Over 60,000 photographs are available on the Los Angeles Public Library’s online photo collection. However, there are thousands more images not posted on the web. The Security Pacific National Bank contributed 250,00 historical photographs which the library broke down into three main sub collections and five smaller groups. There are also images included from the library’s Shades of L.A. archive, the Los Angeles Herald Examiner Photograph Collection, and the library’s own collection that stems from before World War II that grew to around 13,00 images by the 1950’s.
The collection offers no way of viewing all of the images together or selecting them by sight; instead, there’s just a search function broken down by keyword, photographer, and the ability to limit options by date. There’s a link to a page offering tips for searching, but no offered list of keywords that accompany many other online collections. This leaves it up to the user to figure out what they’re looking for which could be frustrating for more casual browsers. Included on the main page are also links to order, license or ask questions. On the FAQ page there’s a lot of information regarding purchasing prints and their delivery.
I typed in “Silver Lake” in the search engine and chose “Poetry reading in Laundromat, Sunset Junction Street Fair.” The metadata is standard; the most interesting elements were description and subjects. The description element provided a solid paragraph of context for the photo and the list of subjects were hyperlinks which allowed you to find other photos with similar content, alleviating some of the need to think of your own keywords. At the top of the page for each image was the option to move on to the previous or next photograph. There is no option to zoom in on any of the photos and there is only one size larger than the offered thumbnail that can be seen by clicking on the photo itself.
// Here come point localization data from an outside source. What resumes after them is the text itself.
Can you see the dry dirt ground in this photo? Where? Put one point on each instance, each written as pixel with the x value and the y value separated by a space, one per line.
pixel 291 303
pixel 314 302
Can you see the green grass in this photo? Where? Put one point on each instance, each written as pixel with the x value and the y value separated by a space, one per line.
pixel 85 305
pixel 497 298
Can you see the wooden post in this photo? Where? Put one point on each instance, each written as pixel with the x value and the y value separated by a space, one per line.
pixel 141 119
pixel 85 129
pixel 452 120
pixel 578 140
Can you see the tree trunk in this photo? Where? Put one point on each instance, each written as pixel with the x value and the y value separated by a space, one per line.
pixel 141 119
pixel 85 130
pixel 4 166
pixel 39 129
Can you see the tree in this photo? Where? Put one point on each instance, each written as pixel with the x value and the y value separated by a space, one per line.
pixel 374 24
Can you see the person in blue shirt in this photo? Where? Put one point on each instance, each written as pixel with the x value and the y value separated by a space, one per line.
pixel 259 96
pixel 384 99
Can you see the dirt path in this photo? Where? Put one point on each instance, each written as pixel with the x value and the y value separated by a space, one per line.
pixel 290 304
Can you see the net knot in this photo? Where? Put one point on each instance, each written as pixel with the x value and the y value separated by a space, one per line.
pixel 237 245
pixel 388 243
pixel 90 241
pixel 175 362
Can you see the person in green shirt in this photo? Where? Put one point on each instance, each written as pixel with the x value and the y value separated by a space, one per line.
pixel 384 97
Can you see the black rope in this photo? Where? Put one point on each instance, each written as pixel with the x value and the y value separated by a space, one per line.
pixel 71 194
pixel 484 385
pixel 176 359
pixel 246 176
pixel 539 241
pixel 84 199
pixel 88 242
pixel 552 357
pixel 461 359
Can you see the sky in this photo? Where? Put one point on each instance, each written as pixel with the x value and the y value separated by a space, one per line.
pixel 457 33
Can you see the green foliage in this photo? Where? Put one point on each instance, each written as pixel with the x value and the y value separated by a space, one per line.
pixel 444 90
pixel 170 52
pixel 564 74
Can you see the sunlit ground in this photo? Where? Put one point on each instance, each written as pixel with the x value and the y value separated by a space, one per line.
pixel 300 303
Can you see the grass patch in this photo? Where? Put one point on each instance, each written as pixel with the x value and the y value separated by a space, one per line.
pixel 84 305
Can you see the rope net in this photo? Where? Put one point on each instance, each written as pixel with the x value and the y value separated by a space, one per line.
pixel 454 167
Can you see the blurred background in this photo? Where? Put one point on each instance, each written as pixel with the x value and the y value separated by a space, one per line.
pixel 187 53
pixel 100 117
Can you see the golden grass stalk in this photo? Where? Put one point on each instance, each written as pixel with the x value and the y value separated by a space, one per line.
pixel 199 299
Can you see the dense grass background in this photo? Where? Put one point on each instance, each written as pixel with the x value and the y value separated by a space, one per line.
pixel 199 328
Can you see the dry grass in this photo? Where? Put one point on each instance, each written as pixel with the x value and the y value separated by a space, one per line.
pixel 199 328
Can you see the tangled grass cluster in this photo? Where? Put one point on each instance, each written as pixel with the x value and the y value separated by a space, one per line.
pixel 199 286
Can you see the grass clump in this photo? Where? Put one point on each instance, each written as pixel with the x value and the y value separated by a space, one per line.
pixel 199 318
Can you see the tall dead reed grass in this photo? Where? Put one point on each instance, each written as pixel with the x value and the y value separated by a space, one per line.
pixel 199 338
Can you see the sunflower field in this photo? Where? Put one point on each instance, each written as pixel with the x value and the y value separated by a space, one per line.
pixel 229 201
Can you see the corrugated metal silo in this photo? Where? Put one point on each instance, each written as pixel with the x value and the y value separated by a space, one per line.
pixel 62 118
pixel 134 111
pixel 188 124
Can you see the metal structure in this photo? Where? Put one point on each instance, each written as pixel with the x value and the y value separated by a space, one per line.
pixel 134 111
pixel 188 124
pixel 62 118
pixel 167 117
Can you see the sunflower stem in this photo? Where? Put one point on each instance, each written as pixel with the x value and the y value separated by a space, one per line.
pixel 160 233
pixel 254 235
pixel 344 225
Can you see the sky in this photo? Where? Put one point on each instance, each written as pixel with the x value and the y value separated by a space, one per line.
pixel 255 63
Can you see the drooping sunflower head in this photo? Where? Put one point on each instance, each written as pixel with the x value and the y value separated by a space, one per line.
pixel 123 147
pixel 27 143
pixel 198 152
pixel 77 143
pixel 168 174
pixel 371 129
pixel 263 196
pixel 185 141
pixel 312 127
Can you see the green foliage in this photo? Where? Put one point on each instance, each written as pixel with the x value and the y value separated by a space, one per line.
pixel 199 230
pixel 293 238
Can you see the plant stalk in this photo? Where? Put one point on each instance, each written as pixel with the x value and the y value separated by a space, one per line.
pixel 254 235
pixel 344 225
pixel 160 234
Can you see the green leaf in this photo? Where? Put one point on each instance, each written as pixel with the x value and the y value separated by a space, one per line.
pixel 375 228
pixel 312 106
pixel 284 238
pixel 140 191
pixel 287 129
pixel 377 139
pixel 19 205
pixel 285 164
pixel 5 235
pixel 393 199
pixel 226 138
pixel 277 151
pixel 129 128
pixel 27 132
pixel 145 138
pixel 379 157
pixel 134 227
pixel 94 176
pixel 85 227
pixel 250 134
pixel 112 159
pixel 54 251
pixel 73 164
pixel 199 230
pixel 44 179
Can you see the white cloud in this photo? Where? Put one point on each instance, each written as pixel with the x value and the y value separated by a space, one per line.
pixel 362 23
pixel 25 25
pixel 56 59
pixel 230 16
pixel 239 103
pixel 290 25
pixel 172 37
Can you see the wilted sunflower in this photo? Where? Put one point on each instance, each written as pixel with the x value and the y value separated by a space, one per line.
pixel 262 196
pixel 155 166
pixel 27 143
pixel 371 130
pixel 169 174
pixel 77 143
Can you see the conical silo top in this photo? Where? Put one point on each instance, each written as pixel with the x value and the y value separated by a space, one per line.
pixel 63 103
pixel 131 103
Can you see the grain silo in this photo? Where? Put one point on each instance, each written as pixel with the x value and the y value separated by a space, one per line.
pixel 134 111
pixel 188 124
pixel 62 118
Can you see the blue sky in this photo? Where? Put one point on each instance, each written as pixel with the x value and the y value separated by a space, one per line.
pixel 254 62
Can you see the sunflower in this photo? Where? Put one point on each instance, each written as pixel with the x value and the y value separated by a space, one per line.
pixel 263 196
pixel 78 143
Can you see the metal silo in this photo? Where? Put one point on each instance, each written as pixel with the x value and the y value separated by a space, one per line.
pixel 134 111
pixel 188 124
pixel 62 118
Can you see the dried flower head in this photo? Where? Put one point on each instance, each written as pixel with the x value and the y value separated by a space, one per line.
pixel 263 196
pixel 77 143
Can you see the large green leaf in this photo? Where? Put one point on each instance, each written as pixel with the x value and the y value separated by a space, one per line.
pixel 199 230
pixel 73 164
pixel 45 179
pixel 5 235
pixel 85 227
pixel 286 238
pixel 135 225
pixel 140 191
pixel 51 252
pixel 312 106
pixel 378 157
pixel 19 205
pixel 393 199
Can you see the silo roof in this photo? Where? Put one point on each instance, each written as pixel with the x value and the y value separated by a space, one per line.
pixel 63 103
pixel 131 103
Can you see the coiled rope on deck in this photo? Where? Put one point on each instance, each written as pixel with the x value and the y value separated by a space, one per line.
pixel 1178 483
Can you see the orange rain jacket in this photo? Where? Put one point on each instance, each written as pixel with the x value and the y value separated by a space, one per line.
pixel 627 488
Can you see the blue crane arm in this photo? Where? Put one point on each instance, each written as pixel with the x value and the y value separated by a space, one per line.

The photos and their descriptions in this collection are of good quality and would be useful to anyone doing a project on Southern California or Los Angeles or anyone interested in finding more out more about the history and culture of the particular region of the state. Though it doesn’t say it on the site, it can be inferred that the library began their digitization project years ago considering the amount of photos they’ve digitized as well as the limitations in zooming and enlarging them. Strangely, it is stated on the FAQ page that patrons are able to search the collection but not browse it and it isn’t explained why. Though there are limitations in the usability of this collection, the amount of images contained and their descriptions remain impressive.